At home, I juggle housework, office work and my daughter’s assignments. I have deadlines at work, deadlines with my child’s schoolwork and the housework.
If you have three kids you need three laptops, otherwise you can’t enroll your child at school. And the price of personal computers has increased: from around PHP20,000 (CAD545), now it’s PHP38,000 (CAD1,036) because there’s a need.
In terms groceries, the situation is better. It used to take me half a day to line up, shop and line up again at the cashier. Now, supermarkets have fixed their procedures so it’s faster. However, you can’t go into malls without a quarantine pass, a face mask and a face shield.
The paranoia’s there. People are afraid you just can’t see it on their faces. They’re scared to catch the virus but it’s more important for them to support their families and put food on the table. There’s a sense of indifference.
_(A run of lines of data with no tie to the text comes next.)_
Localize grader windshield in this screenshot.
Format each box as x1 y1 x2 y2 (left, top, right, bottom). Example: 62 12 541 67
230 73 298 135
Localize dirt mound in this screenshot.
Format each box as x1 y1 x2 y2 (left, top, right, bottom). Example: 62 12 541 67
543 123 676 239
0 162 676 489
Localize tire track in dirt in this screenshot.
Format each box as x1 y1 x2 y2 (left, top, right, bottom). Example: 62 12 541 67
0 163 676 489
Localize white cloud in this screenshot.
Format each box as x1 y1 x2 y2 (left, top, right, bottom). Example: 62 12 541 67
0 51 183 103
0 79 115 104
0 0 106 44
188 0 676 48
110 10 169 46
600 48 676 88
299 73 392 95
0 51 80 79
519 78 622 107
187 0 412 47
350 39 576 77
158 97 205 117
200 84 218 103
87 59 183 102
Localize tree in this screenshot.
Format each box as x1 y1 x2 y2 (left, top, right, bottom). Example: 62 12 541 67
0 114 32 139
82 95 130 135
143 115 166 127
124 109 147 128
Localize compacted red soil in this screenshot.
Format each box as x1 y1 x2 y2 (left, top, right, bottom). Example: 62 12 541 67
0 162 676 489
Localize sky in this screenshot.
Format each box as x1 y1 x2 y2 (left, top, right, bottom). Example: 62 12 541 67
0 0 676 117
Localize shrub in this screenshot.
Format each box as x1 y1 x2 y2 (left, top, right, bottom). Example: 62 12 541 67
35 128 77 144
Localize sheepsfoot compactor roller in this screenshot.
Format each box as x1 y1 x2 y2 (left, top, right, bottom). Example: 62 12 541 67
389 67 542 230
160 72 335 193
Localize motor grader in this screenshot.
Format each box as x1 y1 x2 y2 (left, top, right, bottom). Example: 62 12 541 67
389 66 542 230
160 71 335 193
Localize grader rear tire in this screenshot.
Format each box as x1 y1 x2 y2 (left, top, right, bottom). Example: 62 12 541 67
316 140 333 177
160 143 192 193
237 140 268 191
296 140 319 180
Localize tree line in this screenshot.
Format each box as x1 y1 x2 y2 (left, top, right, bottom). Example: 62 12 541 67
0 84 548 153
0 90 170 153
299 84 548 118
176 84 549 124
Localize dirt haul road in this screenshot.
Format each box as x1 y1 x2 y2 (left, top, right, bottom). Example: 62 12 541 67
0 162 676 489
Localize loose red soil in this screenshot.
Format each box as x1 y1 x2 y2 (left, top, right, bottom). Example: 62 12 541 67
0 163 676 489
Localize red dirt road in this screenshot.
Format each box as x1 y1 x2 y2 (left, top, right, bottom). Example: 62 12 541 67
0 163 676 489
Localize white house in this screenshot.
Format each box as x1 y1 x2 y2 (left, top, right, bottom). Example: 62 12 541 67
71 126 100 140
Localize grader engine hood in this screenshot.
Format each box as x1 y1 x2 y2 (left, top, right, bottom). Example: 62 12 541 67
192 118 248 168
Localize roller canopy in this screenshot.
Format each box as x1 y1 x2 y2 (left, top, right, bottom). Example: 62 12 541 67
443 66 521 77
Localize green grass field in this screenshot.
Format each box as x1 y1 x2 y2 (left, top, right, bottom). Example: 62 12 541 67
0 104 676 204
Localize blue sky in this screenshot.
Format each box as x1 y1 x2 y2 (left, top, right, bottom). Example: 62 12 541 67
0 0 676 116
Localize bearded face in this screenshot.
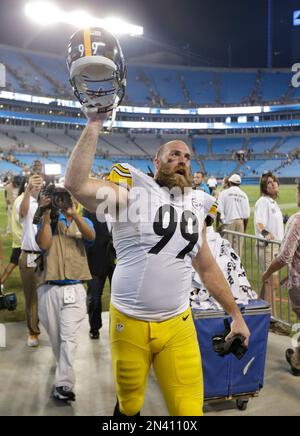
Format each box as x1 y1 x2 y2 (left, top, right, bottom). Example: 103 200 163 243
155 161 193 194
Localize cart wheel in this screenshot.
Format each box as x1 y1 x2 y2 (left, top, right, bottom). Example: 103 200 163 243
236 400 249 410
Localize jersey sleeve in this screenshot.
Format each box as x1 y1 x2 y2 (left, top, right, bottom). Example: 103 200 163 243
254 198 268 226
108 164 132 189
204 192 218 221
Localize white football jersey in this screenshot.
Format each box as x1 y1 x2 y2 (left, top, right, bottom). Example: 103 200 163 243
110 164 216 321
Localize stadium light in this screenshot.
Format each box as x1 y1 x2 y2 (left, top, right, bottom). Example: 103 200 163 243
25 2 60 26
25 1 144 36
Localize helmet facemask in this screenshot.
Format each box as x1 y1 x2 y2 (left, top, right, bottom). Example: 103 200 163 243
67 29 126 121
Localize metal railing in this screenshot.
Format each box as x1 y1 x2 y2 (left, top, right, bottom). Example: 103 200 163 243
222 229 297 326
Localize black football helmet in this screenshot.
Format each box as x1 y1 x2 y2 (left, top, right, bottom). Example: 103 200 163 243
67 27 126 117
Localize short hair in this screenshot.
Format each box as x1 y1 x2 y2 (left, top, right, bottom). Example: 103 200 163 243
155 140 189 160
259 171 279 195
155 142 169 159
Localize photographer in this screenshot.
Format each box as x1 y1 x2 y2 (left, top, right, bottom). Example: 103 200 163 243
16 174 43 347
37 188 95 401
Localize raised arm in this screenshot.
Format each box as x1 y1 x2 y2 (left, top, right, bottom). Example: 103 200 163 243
193 228 250 345
65 114 128 212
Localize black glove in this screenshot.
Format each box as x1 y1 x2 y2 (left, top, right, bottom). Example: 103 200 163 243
212 319 248 360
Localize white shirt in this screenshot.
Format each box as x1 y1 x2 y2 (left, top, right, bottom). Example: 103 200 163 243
16 196 41 251
111 164 215 322
254 195 284 241
218 186 250 224
190 227 257 310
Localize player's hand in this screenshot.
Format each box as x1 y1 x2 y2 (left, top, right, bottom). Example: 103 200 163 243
225 315 250 347
265 233 275 241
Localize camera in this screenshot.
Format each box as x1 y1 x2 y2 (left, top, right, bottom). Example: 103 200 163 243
33 183 73 225
212 319 248 360
0 285 17 311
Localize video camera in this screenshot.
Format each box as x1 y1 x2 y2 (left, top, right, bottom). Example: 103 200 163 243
0 285 17 311
212 319 248 360
32 183 73 225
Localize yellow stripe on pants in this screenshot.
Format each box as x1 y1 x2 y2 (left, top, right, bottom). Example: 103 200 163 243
110 305 203 416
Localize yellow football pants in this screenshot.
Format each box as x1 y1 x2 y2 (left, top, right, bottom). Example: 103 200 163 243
110 305 203 416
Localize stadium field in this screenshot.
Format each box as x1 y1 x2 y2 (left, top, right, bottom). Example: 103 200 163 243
0 185 298 322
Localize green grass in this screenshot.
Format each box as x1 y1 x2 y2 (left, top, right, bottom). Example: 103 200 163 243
0 185 298 322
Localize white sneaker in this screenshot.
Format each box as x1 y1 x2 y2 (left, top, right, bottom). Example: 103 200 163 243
27 335 39 347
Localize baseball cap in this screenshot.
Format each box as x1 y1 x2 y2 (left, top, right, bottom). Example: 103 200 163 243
228 174 242 185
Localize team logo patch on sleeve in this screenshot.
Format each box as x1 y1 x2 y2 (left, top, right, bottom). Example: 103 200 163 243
192 198 203 210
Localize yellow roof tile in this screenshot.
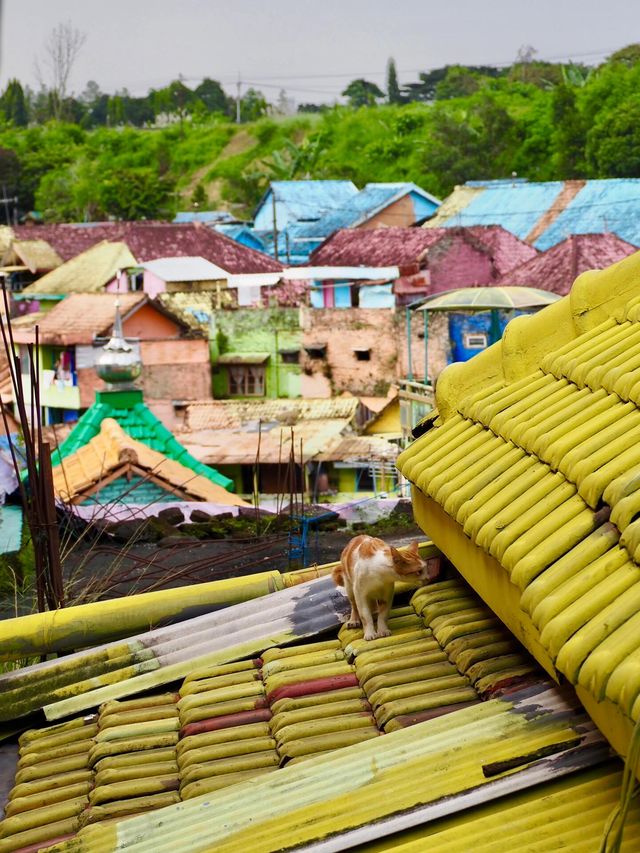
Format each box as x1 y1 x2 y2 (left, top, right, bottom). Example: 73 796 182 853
398 245 640 751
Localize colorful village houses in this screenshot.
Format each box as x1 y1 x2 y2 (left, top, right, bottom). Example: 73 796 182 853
47 296 244 508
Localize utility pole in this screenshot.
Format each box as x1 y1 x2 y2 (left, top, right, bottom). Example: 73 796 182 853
271 190 279 261
0 184 18 225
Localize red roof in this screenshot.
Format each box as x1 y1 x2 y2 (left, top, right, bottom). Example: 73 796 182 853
310 225 538 275
497 234 638 296
14 222 282 275
309 228 447 274
10 293 187 346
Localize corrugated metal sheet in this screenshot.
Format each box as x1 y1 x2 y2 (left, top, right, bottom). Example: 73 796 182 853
53 418 248 506
440 181 566 241
291 182 440 244
185 397 359 432
535 178 640 250
254 181 358 230
10 293 149 346
399 248 640 749
141 256 229 282
0 564 616 851
0 578 348 720
425 178 640 251
52 391 233 489
41 688 606 853
23 240 136 297
7 240 63 273
350 764 640 853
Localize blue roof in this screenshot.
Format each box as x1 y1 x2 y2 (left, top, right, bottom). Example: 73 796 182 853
443 181 564 240
255 181 358 227
214 222 265 252
278 183 440 263
535 178 640 251
437 178 640 251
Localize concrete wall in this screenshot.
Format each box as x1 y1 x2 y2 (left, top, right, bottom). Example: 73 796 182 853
302 308 449 397
211 308 302 398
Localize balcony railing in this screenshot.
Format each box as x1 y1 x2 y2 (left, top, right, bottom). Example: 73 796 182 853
398 379 435 441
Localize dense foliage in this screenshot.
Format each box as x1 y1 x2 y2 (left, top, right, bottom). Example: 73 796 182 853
0 45 640 221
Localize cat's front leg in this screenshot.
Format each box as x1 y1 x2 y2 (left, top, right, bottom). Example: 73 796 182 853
376 584 393 637
344 579 362 628
355 587 376 640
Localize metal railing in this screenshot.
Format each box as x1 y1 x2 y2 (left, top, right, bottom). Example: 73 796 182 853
398 379 435 443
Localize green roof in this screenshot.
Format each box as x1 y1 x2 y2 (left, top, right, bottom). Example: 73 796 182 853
51 390 233 491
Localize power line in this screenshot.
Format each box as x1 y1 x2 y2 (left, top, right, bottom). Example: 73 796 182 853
91 41 617 99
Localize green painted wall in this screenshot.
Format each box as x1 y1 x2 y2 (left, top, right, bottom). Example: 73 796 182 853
211 308 302 399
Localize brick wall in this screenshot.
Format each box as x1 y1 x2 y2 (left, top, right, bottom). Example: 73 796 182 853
302 308 449 397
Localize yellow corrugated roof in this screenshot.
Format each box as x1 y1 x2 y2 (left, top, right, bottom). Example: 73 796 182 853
398 253 640 751
2 240 63 273
53 418 246 506
5 579 616 853
23 240 136 296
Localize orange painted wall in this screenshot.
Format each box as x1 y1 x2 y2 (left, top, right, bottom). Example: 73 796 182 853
140 338 210 367
122 304 180 341
359 195 416 229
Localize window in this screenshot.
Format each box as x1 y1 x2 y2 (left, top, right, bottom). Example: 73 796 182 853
229 364 264 397
462 332 487 349
305 344 327 358
280 349 300 364
129 272 144 293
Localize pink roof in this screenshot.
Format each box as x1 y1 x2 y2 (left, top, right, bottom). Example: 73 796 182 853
309 228 447 272
497 234 637 296
310 225 538 275
14 222 282 274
They just try to live with it, that’s the sad part.
To add to what’s happening now, there’s the PhilHealth anomalies. Our contributions are being stolen. This pandemic made me realize that there’s nothing for us here in the Philippines. It’s hard to hear but that’s the truth unless there’s change but that will take years.
I told my kids if they can migrate then do so. If they want to stay here, they need to make sure they have a safety net. Otherwise they can’t depend on anyone but themselves. I want my children to have a better future even if it’s not here. I want them to go somewhere where they can reap the benefits of their work and it won’t get stolen.